Probing the Interstellar Medium of z~1 Ultra-luminous Infrared Galaxies through Interferometric Observations of CO and Spitzer Mid-infrared Spectroscopy

TL;DR

This study investigates the interstellar medium in z~1 ULIRGs using interferometric CO observations and Spitzer mid-IR spectroscopy, revealing insights into gas, dust, star formation, and AGN contributions at high redshift.

Contribution

It provides new CO and mid-IR data for z~1 ULIRGs, analyzing their gas, dust, and star formation properties, and compares them with local and other high-redshift galaxies.

Findings

High SFE in z~1 ULIRGs suggests ongoing major mergers.

PAH emission ratios differ between high and low redshift galaxies.

PAH emission remains a good tracer of photodissociation regions at high redshift.

Abstract

We explore the relationship between gas, dust and star formation in a sample of 12 ultra-luminous infrared galaxies (ULIRGs) at high redshift compared to a similar sample of local galaxies.

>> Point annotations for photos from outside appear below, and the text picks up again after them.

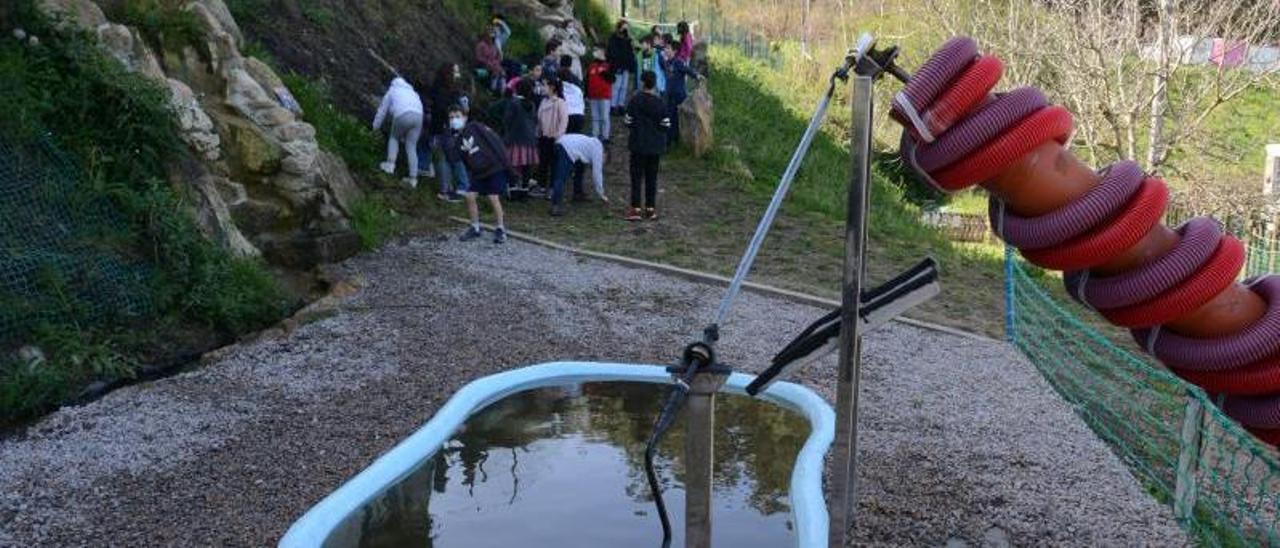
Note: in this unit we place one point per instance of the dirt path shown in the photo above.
(961, 439)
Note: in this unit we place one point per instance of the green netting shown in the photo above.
(711, 27)
(1223, 484)
(60, 251)
(1264, 249)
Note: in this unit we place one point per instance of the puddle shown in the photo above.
(563, 467)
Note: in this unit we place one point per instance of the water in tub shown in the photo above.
(563, 467)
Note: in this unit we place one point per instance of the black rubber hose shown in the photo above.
(675, 400)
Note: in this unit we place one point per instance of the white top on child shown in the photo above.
(400, 99)
(574, 100)
(588, 150)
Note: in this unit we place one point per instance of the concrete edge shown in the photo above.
(795, 296)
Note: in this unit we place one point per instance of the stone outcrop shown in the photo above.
(698, 120)
(264, 186)
(554, 19)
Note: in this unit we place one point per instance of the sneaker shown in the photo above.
(471, 233)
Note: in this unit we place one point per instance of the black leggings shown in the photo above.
(547, 159)
(576, 123)
(644, 172)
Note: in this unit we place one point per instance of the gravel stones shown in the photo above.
(960, 439)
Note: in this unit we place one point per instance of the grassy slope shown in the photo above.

We present new CO observations and/or Spitzer mid-IR spectroscopy for 6 70 micron selected galaxies at z~1 in order to quantify the properties of the molecular gas reservoir, the contribution of an active galactic nuclei (AGN) to the mid-IR luminosity and the star formation efficiency (SFE=LIR/L'CO). The mid-IR spectra show strong polycyclic aromatic hydrocarbon (PAH) emission and our spectral decomposition suggests that the AGN makes a minimal contribution (<25%) to the mid-IR luminosity. The 70 micron selected ULIRGs which we find to be spectroscopic close pairs, are observed to have high SFE, similar to local ULIRGs and high redshift submillimeter galaxies, consistent with enhanced IR luminosity due to an ongoing major merger. Combined with existing observations of local and high redshift ULIRGs, we further compare the PAH, IR and CO luminosities. We show that the ratio LPAH6.2/LIR decreases with increasing IR luminosity for both local and high redshift galaxies but the trend for high redshift galaxies is shifted to higher IR luminosities; the average LPAH6.2/LIR ratio at a given LIR is ~3 times higher at high redshift. When we normalize by the molecular gas, we find this trend to be uniform for galaxies at all redshifts and that the molecular gas is correlated with the PAH dust emission.The similar trends seen in the [CII] to molecular gas ratios in other studies suggests that PAH emission, like [CII], continues to be a good tracer of photodissociation regions even at high redshift. Together the CO, PAH and far-IR fine structure lines should be useful for constraining the interstellar medium conditions in high redshift galaxies.